A priori il y a peu de chose à prendre pour nous dans la première lecture, si ce n'est le bel exemple de courage et de loyauté envers le Seigneur, que nous donne le vieillard Mattathias, qui préfère la parole de son Dieu à la parole du roi.

                Mais regardons le texte de plus près : aussitôt après avoir renversé l'autel du sacrilège, le vieillard Mattathias se met à crier d'une voix forte, renforcée par l'émotion, à travers la ville de Modine : "Ceux qui sont enflammés d'ardeur pour la Loi, et qui soutiennent l'Alliance, qu'ils sortent tous de la ville à ma suite !" Effectivement, "beaucoup – non pas tous – de ceux qui recherchaient la justice", et donc se voulaient pleinement ajustés à la volonté de Dieu, "et qui recherchaient la Loi" – c'est-à-dire se voulaient fidèles à l'Écriture, "s'en allèrent vivre au désert".

                Cela paraît tout simple dans la lumière de l'épopée. En fait partir au désert, c'était renoncer à presque tout. C'était renoncer à la ville, à ses magasins, à son confort, à ses distractions, à sa proximité de la culture, pour aller vivre une existence à forte connotation communautaire, une vie marquée par le manque, la frugalité, la dépendance des autres et le partage, une vie étrangement proche de la vie religieuse, à ceci près que nous, nous l'avons embrassée par fidélité au Royaume de Dieu.

Ils ont sacrifié tout ce qui était pour eux l'assurance, la sécurité et la facilité, et tout cela , pourquoi ? Parce qu'ils se sont voulus proches de l'Alliance, sans cesse à l'écoute de l'Écriture, et qu'ils ont considéré comme urgent pour eux l'appel d'un chef charismatique. Tout s'en est suivi : la pauvreté volontaire de leur vie, la soumission de tous les jours et l'accueil joyeux d'un projet communautaire, la refonte progressive de toutes leurs manières d'aimer et d'espérer.

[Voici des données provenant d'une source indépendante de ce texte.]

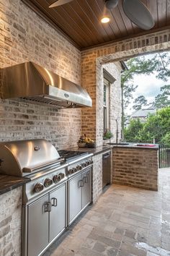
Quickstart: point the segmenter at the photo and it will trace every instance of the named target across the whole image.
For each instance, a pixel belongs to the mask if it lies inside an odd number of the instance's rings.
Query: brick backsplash
[[[1,141],[44,138],[59,149],[76,146],[81,110],[0,101],[0,131]]]
[[[0,195],[0,255],[21,255],[22,187]]]
[[[32,61],[80,84],[80,51],[22,1],[0,3],[0,67]],[[0,141],[45,138],[60,149],[76,146],[81,116],[81,109],[0,100]]]

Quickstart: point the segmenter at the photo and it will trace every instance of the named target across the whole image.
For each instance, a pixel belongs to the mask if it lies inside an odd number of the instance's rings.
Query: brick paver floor
[[[170,255],[170,168],[158,191],[111,185],[43,256]]]

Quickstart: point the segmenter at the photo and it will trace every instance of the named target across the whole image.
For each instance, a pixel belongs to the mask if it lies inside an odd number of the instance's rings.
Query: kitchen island
[[[135,143],[116,145],[112,143],[95,148],[75,148],[73,150],[91,152],[94,153],[94,158],[97,158],[99,163],[96,168],[98,173],[98,189],[100,192],[97,194],[98,195],[102,192],[102,172],[100,168],[102,155],[104,152],[109,150],[112,150],[111,183],[140,187],[149,190],[158,190],[158,146],[157,145],[145,144],[142,145]],[[99,180],[100,180],[100,182],[99,182]],[[95,180],[94,180],[94,182],[95,182]]]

C'était cela, partir au désert. C'est encore cela, placer le désert au cœur de sa vie pour mieux appartenir au Seigneur, qui nous sauve. Cela paraît une folie aux yeux du monde et à nos yeux, habitués que nous sommes à la facilité et à l'indépendance, et il nous faut revenir à l'appel que nous avons entendu, plus fort que toutes les évidences, plus attirant que toutes les perspectives de bonheur, plus urgent que toutes nos volontés de réussir et de paraître..

Seul cet appel rend compte de toute la folie de notre vie ; seul il nous donne la force de persévérer, alors même que nous sentons la tentation, après des années de service, de reprendre en partie, sous couleur des nouveaux besoins de la personne, ce que nous avions livré avec tant de bonheur d'un seul coup.

Désert une fois, désert toujours, car c'est là, et là seulement, que retentit la voix qui nous appelle.